Ronan Burtenshaw argues that now is the time to start discussing alternative political and economic unions for Europe
2015 has been a year when a decade has happened for Europe’s Left.
In just a few months we have seen the election of SYRIZA, the unprecedented crisis in Fortress Europe and the election of Jeremy Corbyn as British Labour leader, not to mention the municipal victories in the Spanish state and the development of Right2Water into Ireland’s largest ever social movement.
Further developments are promised in the cascade of elections to come in Europe’s periphery.
But, as we welcome the opportunities that have opened up, we should acknowledge the paths that have closed. Most prominently, the defeat of the Left government in Greece has raised serious questions about the way forward for our growing movement.
One of the fulcrum points for this debate is the European Union, which was so important in determining the prospects of SYRIZA. Europe’s Left has been divided on this question for some time – the majority faction saw the EU as a site of struggle which could be won and turned to progressive ends, the minority saw membership of it as an insurmountable obstacle to anti-neoliberal strategy.
Both camps had valid bases for their position. The majority, which includes the leadership of most of Europe’s radical Left parties, argued that globalised capitalism could not be effectively challenged by a nation state. The minority argued that the European Union was irredeemably pro-capitalist.

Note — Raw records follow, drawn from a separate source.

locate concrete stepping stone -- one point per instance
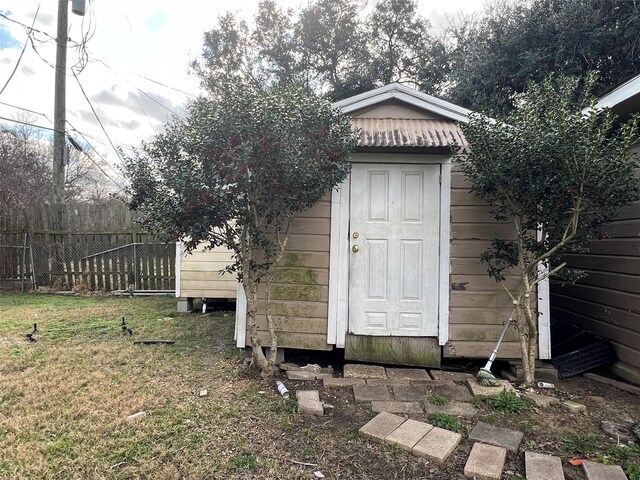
(459, 393)
(437, 445)
(408, 374)
(309, 402)
(381, 426)
(396, 407)
(432, 383)
(388, 381)
(457, 409)
(543, 467)
(485, 461)
(301, 375)
(501, 437)
(410, 393)
(453, 376)
(599, 471)
(541, 401)
(573, 407)
(480, 391)
(408, 434)
(342, 382)
(367, 393)
(352, 370)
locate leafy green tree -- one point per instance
(493, 56)
(558, 173)
(234, 172)
(329, 46)
(401, 46)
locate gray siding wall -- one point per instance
(607, 301)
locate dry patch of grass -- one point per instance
(64, 398)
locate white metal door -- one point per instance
(394, 244)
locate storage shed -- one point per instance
(607, 301)
(387, 267)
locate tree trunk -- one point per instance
(273, 350)
(528, 331)
(258, 358)
(250, 286)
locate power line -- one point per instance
(85, 153)
(30, 124)
(166, 86)
(96, 115)
(83, 134)
(24, 47)
(141, 91)
(84, 137)
(76, 44)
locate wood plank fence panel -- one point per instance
(95, 251)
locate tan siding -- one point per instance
(300, 288)
(607, 301)
(200, 275)
(392, 109)
(478, 306)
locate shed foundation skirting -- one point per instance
(414, 351)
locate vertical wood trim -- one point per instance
(445, 263)
(241, 317)
(544, 312)
(178, 267)
(338, 308)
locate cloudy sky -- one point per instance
(138, 61)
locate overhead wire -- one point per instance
(91, 159)
(24, 47)
(95, 114)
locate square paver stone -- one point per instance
(412, 393)
(599, 471)
(457, 409)
(501, 437)
(308, 395)
(408, 434)
(408, 374)
(541, 401)
(458, 393)
(480, 391)
(543, 467)
(387, 381)
(485, 461)
(453, 376)
(352, 370)
(396, 407)
(310, 407)
(437, 445)
(381, 426)
(342, 382)
(367, 393)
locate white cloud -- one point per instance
(142, 38)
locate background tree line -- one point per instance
(25, 170)
(481, 61)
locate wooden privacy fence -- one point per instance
(107, 257)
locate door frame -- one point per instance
(338, 308)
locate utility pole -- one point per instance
(59, 112)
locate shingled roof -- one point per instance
(398, 132)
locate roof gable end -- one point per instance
(407, 95)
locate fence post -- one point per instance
(135, 264)
(34, 283)
(24, 260)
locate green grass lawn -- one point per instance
(64, 398)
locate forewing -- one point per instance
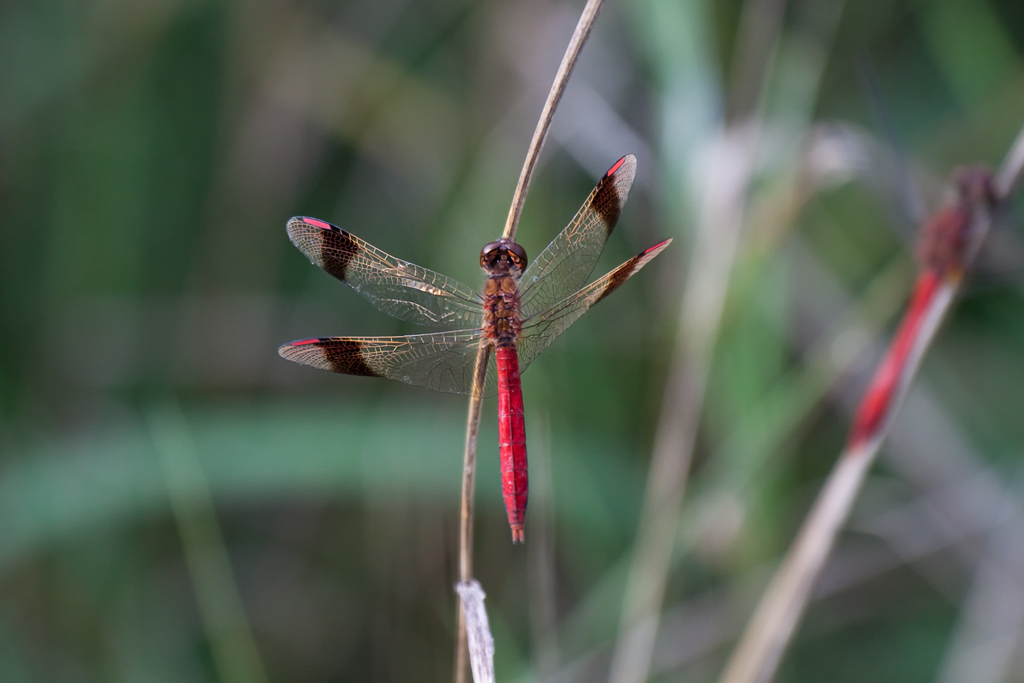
(398, 288)
(443, 360)
(540, 331)
(567, 262)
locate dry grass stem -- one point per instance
(580, 36)
(712, 263)
(481, 644)
(466, 510)
(760, 649)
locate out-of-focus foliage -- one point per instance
(178, 503)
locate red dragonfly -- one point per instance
(947, 244)
(519, 313)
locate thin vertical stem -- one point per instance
(547, 114)
(466, 510)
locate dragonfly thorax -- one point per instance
(503, 257)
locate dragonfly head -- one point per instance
(503, 257)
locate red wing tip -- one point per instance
(315, 222)
(658, 247)
(619, 165)
(302, 342)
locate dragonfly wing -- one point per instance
(443, 360)
(568, 261)
(398, 288)
(540, 331)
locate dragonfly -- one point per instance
(522, 308)
(948, 243)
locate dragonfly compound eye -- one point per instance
(493, 253)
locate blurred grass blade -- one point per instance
(235, 652)
(481, 645)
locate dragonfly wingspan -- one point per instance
(443, 360)
(540, 331)
(567, 262)
(398, 288)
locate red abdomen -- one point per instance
(512, 437)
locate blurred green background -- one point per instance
(179, 504)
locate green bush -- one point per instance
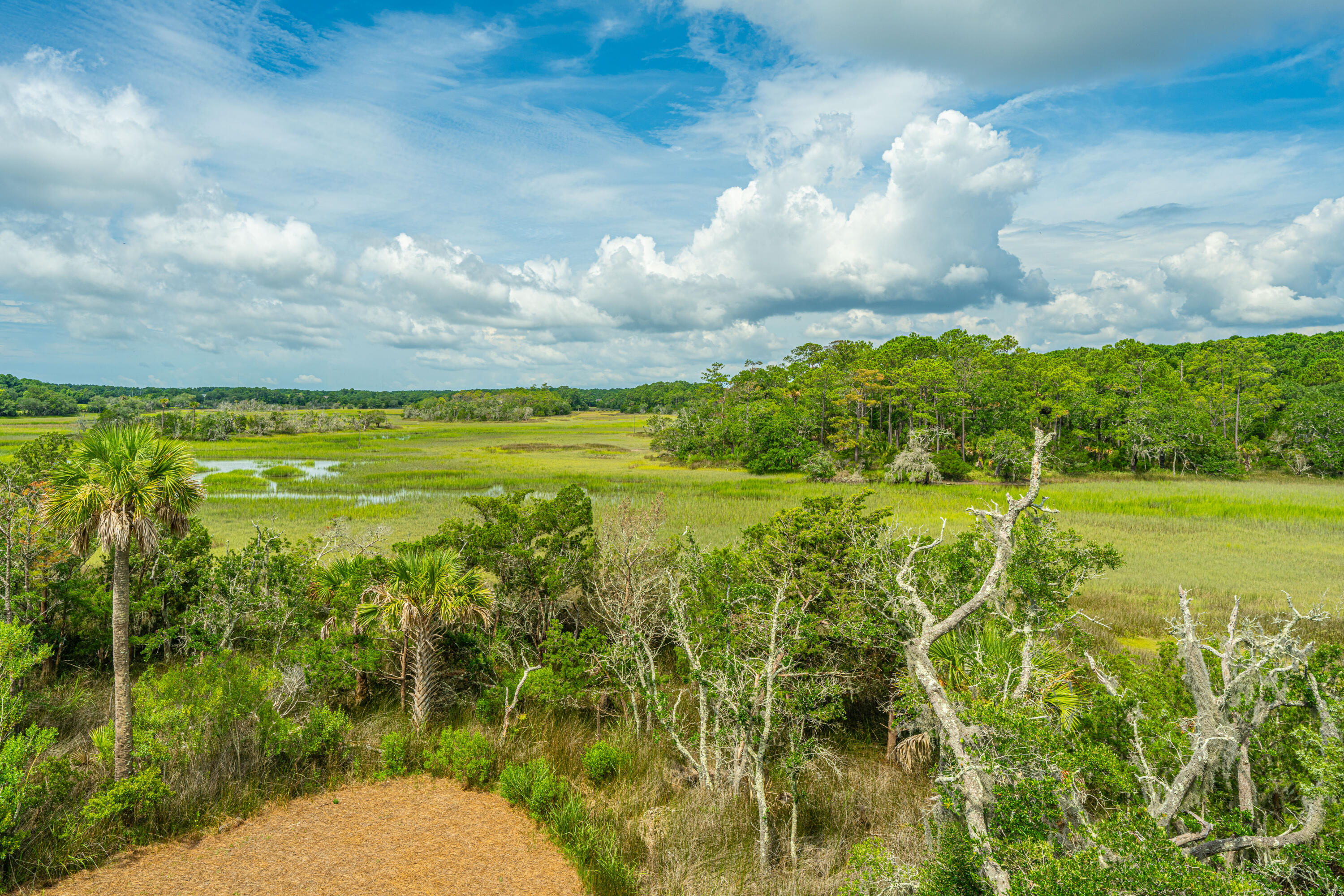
(951, 465)
(534, 786)
(397, 749)
(820, 466)
(322, 735)
(187, 710)
(603, 762)
(463, 754)
(955, 870)
(871, 871)
(19, 751)
(550, 801)
(135, 797)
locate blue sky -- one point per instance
(604, 194)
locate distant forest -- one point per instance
(34, 398)
(921, 408)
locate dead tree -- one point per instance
(1257, 668)
(960, 739)
(631, 595)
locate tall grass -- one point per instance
(1254, 538)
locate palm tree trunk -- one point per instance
(426, 661)
(121, 663)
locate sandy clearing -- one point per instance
(408, 836)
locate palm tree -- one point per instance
(119, 485)
(424, 593)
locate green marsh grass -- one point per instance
(1254, 539)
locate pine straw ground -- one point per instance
(398, 837)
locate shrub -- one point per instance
(323, 734)
(534, 786)
(603, 762)
(18, 757)
(955, 871)
(463, 754)
(871, 871)
(550, 801)
(21, 751)
(820, 466)
(136, 797)
(951, 465)
(397, 754)
(187, 710)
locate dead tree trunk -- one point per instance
(957, 738)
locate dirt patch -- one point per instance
(409, 836)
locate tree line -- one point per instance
(1057, 766)
(949, 404)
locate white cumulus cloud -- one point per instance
(68, 150)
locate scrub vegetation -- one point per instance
(697, 679)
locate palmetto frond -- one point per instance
(340, 577)
(117, 484)
(428, 587)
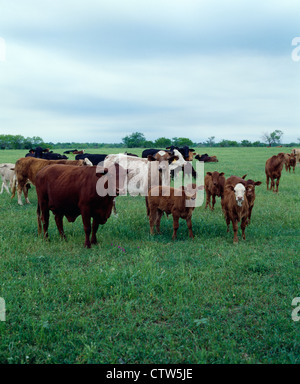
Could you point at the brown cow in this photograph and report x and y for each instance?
(173, 201)
(27, 168)
(72, 191)
(290, 162)
(235, 207)
(214, 186)
(273, 170)
(296, 152)
(250, 189)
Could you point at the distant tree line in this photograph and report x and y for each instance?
(138, 140)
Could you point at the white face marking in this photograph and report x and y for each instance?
(239, 191)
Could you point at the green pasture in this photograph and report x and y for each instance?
(136, 298)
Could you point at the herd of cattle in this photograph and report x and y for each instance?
(71, 187)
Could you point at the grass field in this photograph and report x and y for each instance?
(140, 299)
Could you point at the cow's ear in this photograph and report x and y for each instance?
(101, 171)
(151, 158)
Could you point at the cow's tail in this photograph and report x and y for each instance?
(38, 213)
(14, 186)
(147, 206)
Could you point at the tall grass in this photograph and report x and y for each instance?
(136, 298)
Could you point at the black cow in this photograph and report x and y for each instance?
(150, 152)
(94, 158)
(202, 157)
(70, 151)
(186, 152)
(53, 156)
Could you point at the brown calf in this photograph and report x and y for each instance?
(26, 170)
(290, 162)
(178, 206)
(296, 152)
(214, 186)
(72, 191)
(250, 189)
(273, 170)
(236, 208)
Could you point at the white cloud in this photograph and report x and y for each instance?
(95, 71)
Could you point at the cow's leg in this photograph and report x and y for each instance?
(152, 219)
(207, 199)
(94, 231)
(25, 191)
(159, 214)
(235, 230)
(189, 224)
(277, 184)
(272, 187)
(249, 215)
(243, 226)
(213, 202)
(60, 226)
(38, 213)
(45, 220)
(86, 219)
(6, 187)
(175, 226)
(227, 222)
(19, 192)
(114, 207)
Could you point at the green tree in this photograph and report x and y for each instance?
(162, 142)
(134, 140)
(210, 141)
(273, 138)
(182, 141)
(246, 143)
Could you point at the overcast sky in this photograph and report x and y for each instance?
(95, 71)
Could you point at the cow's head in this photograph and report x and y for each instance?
(164, 158)
(239, 191)
(218, 180)
(250, 188)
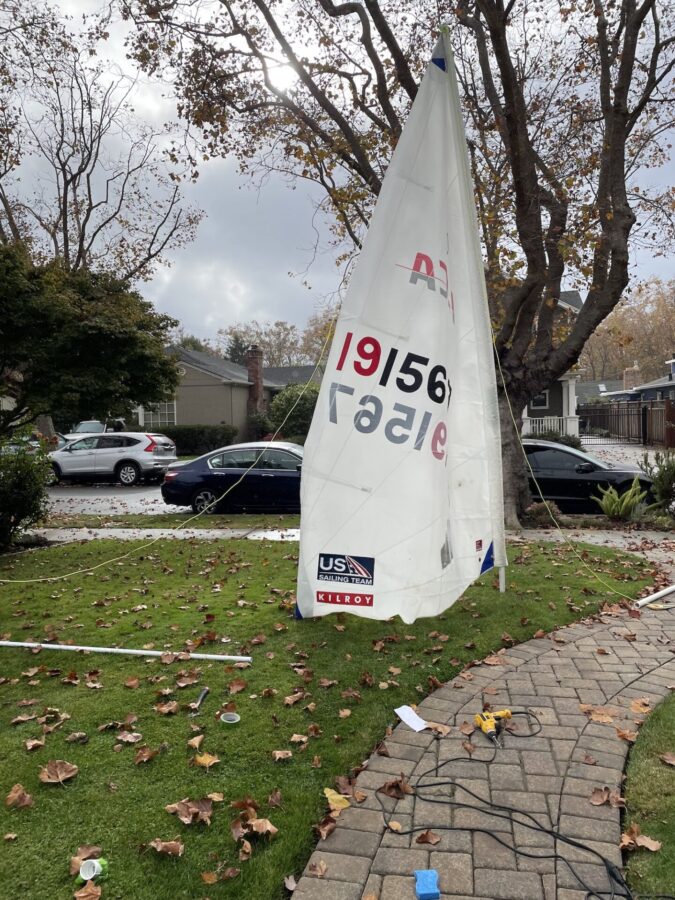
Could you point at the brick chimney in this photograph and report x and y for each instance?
(671, 362)
(631, 377)
(256, 396)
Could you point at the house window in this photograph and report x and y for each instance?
(540, 401)
(160, 415)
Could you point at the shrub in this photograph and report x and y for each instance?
(570, 440)
(292, 409)
(24, 473)
(662, 472)
(193, 440)
(625, 507)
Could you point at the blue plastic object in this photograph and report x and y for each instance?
(426, 884)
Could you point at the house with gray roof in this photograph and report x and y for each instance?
(213, 391)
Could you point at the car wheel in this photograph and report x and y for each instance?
(128, 474)
(203, 499)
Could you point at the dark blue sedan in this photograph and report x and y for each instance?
(255, 477)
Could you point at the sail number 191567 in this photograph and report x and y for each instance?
(398, 429)
(411, 374)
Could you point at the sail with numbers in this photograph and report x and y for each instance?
(401, 492)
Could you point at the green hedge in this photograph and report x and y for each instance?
(193, 440)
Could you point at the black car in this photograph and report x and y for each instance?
(570, 478)
(255, 477)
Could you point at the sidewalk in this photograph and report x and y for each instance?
(610, 663)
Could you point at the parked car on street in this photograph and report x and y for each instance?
(570, 478)
(94, 426)
(125, 456)
(258, 476)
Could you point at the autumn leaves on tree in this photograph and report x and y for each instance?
(565, 106)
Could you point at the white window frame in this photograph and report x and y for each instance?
(535, 405)
(159, 417)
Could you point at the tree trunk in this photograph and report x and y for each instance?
(45, 426)
(516, 490)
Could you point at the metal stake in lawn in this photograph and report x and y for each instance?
(214, 657)
(198, 702)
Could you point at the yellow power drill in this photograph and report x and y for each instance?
(492, 723)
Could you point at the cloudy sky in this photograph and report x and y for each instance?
(252, 251)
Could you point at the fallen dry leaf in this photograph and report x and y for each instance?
(262, 826)
(190, 811)
(294, 698)
(428, 837)
(18, 798)
(57, 771)
(336, 802)
(129, 737)
(206, 760)
(168, 848)
(318, 869)
(634, 838)
(325, 827)
(144, 754)
(397, 789)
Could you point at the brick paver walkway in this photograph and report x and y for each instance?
(611, 663)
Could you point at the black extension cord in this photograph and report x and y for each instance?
(614, 874)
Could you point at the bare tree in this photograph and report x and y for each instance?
(566, 103)
(82, 178)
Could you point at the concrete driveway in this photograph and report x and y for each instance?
(108, 499)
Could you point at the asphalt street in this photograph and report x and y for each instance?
(108, 499)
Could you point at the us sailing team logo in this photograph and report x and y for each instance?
(346, 569)
(349, 570)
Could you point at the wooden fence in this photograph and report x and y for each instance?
(646, 422)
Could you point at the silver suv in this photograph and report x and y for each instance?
(124, 456)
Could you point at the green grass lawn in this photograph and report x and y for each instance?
(180, 591)
(650, 800)
(171, 520)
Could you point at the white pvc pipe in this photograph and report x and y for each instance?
(122, 652)
(502, 579)
(652, 597)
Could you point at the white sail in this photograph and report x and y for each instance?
(401, 481)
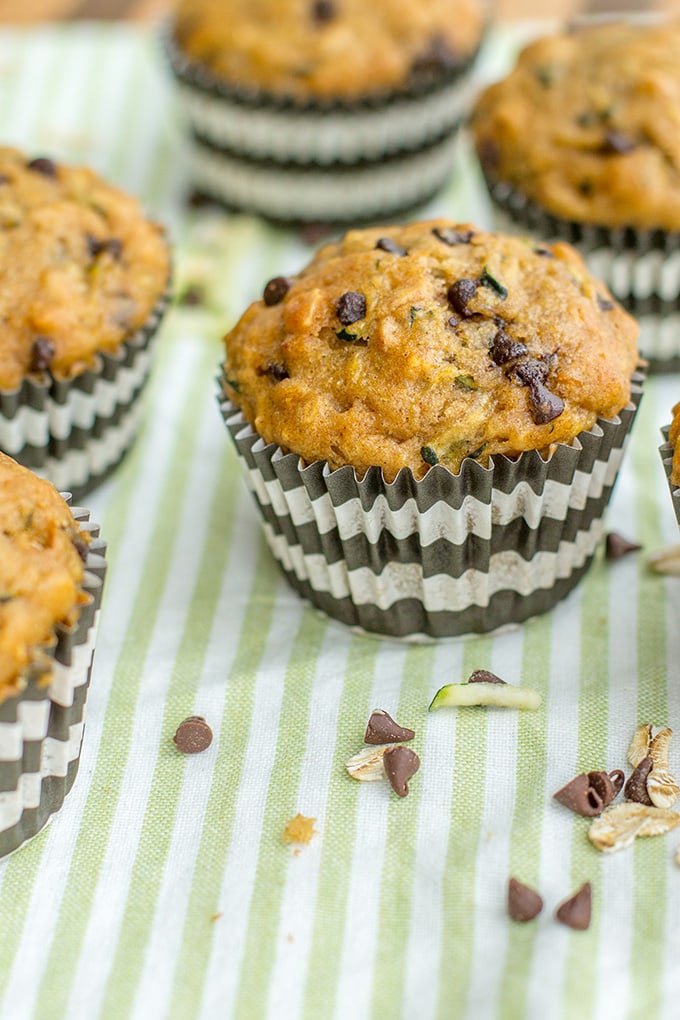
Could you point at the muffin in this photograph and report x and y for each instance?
(322, 110)
(581, 142)
(84, 279)
(51, 575)
(431, 419)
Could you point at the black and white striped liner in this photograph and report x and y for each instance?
(334, 161)
(41, 728)
(74, 431)
(443, 556)
(666, 451)
(640, 267)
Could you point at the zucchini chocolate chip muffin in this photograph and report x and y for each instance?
(581, 141)
(51, 576)
(322, 110)
(84, 279)
(432, 418)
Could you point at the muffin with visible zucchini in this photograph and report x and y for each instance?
(431, 418)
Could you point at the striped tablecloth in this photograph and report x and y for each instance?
(164, 888)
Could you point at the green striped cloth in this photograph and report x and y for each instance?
(164, 887)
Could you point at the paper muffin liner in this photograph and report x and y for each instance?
(74, 431)
(41, 728)
(640, 267)
(443, 556)
(666, 451)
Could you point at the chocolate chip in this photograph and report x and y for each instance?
(351, 307)
(523, 903)
(636, 786)
(42, 354)
(453, 237)
(387, 245)
(193, 735)
(505, 349)
(43, 165)
(275, 290)
(615, 141)
(483, 676)
(400, 764)
(381, 728)
(575, 912)
(460, 294)
(616, 546)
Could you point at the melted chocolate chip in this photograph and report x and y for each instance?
(452, 237)
(43, 165)
(351, 307)
(387, 245)
(460, 294)
(505, 349)
(275, 291)
(42, 354)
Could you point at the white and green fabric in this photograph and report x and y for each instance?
(164, 887)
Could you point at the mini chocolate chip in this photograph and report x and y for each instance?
(381, 728)
(42, 354)
(575, 912)
(636, 786)
(323, 10)
(351, 307)
(275, 290)
(505, 349)
(615, 141)
(616, 546)
(546, 406)
(387, 245)
(193, 735)
(43, 165)
(605, 304)
(460, 294)
(483, 676)
(523, 903)
(400, 764)
(452, 237)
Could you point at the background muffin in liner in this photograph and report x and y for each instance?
(579, 143)
(354, 139)
(42, 718)
(408, 550)
(70, 373)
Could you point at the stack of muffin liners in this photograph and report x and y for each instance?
(640, 267)
(41, 727)
(74, 431)
(446, 555)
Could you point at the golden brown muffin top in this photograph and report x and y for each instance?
(326, 49)
(406, 346)
(587, 125)
(81, 267)
(41, 569)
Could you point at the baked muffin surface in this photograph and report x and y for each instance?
(81, 267)
(41, 568)
(587, 125)
(326, 49)
(404, 347)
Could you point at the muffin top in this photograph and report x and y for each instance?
(41, 570)
(81, 267)
(408, 346)
(327, 49)
(587, 125)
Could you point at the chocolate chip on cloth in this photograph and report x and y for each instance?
(527, 361)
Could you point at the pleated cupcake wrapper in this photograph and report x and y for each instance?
(41, 728)
(666, 451)
(443, 556)
(74, 431)
(640, 267)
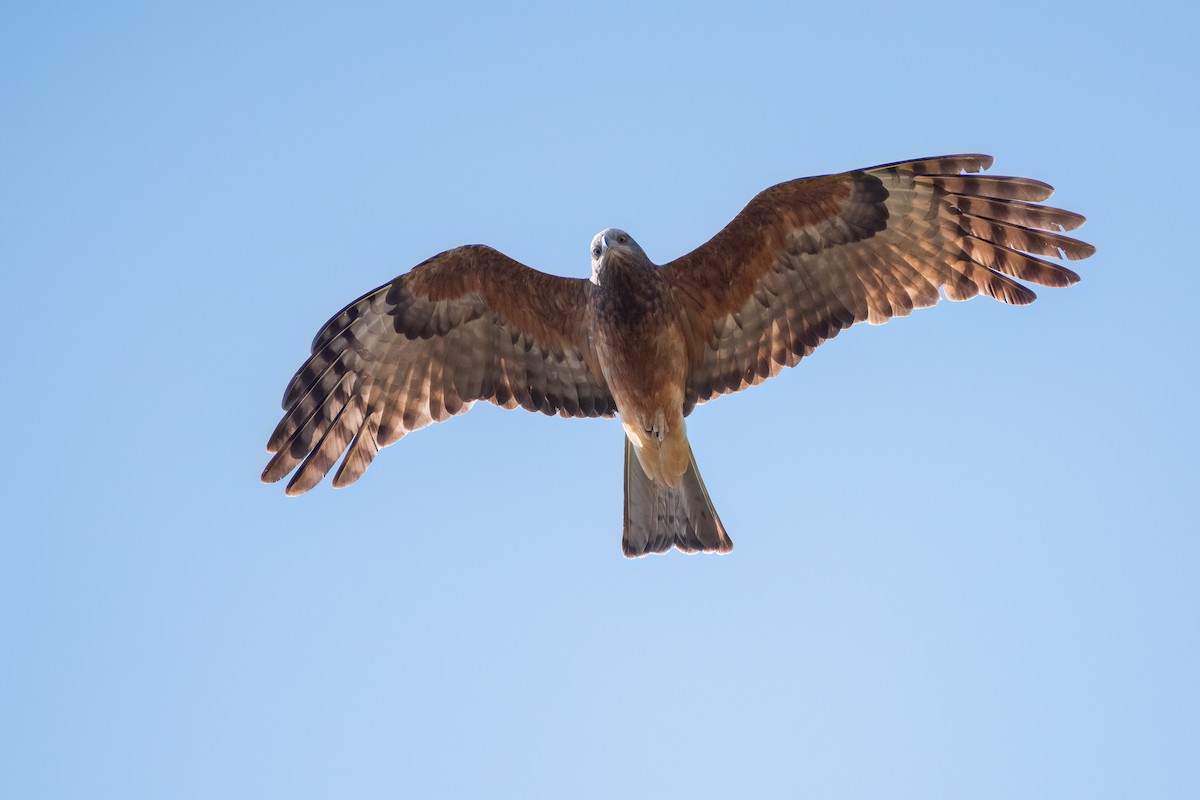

In the end, the Troika used these two poles as a binary to entrap the Greek government. We now know that the price for remaining in the European Union and euro is accepting austerity and post-democracy. But the only alternative proposal has been unilateral exit and facing international capital alone. The Greek people, finding neither option attractive, are likely to punish the Left in the forthcoming elections.
But this binary – false internationalism or a return to the nation state as the only paths out of neoliberalism – is not only a problem for Greece. In the other states of the European periphery such as Ireland and Spain it places severe limitations on the prospects of growing left-wing movements. In Britain, with the new possibilities of a Corbyn Labour party, it creates a hugely problematic dynamic for the upcoming EU referendum, offering ideal ground for a narrow debate between the nationalist right and cosmopolitan neoliberals.
There is an urgent need for Europe’s Left to break this binary and construct a new horizon that seeks to transcend the limitations of the European Union and the nation state.
For this, we need a debate about alternative economic and political unions.